Adams was also touched by the courage and devotion of the native believers. "There are many great Christians in Haiti, and they are taking a stand for what is right," he said. "This year, some people in a primarily voodoo town accepted Christ into their life in spite of the persecution they will probably face, and [their bravery] really moved me."
Adams is committed to giving not only his time, but his resources, to make a difference in Haiti. "Helping Haiti is not something I want to do once a year on a mission trip, but something I try to continually do through monetary donations and prayer," he said.

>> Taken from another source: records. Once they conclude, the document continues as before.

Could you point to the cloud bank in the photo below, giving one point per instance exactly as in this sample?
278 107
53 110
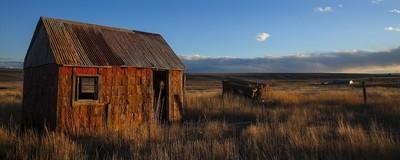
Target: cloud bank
392 29
376 1
324 9
261 37
352 61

The personal highlight of his 2009 visit was seeing a young boy named Lider that he financially sponsors (along with friend and fellow FCA member Nate Mills). The two Purdue students were thrilled to reconnect with Lider after a year and see how much he had grown and developed.
"Lider is more mature, more confident, and is getting closer to accepting Christ into his life, which is awesome to see," an excited Adams reported. "He and his family were so grateful for the opportunity to go to school and Nate and I were very proud of him for all the progress he has made. The coolest thing is to see God at work in these people's lives and to see how God is turning the town of Coupon (where we went) and the country of Haiti around."
When Boilermaker fans see Kyle Adams and his other FCA teammates on the field at Ross-Ade this fall, will they notice the effects of another life-changing trip to one of the poorest countries in the Western Hemisphere?
"Faith and football is a tough but beneficial balance," the tight end summarized. "There are a lot of negative influences around a football team, but my faith helps to keep me grounded and keep the right priorities. [It] helps me to get through the tough times in football with my sanity intact, and it helps me to get through the good times while staying humble."
After his latest experience on the mission field, Adams has a renewed commitment to "dedicating the way I play to God and pushing myself to be a strong example of a Christian player to my teammates."
In the Haitian Creole translation of the Bible, Matthew 25:40 looks like this: "Wa a va reponn yo: Sa m'ap di nou la a, se vre wi: chak fwa nou te fè sa pou yonn nan pi piti pami frè m' yo, se pou mwen nou te fè li."
In English, it reads this way: "The King will reply, 'I tell you the truth, whatever you did for one of the least of these brothers of mine, you did it for me.'"
In Haiti, West Lafayette, and everywhere between, Matthew 25:40 now looks like Marty Dittmar, Kyle Adams, and a dozen other Purdue students—committed to serving and making an eternal difference for their King.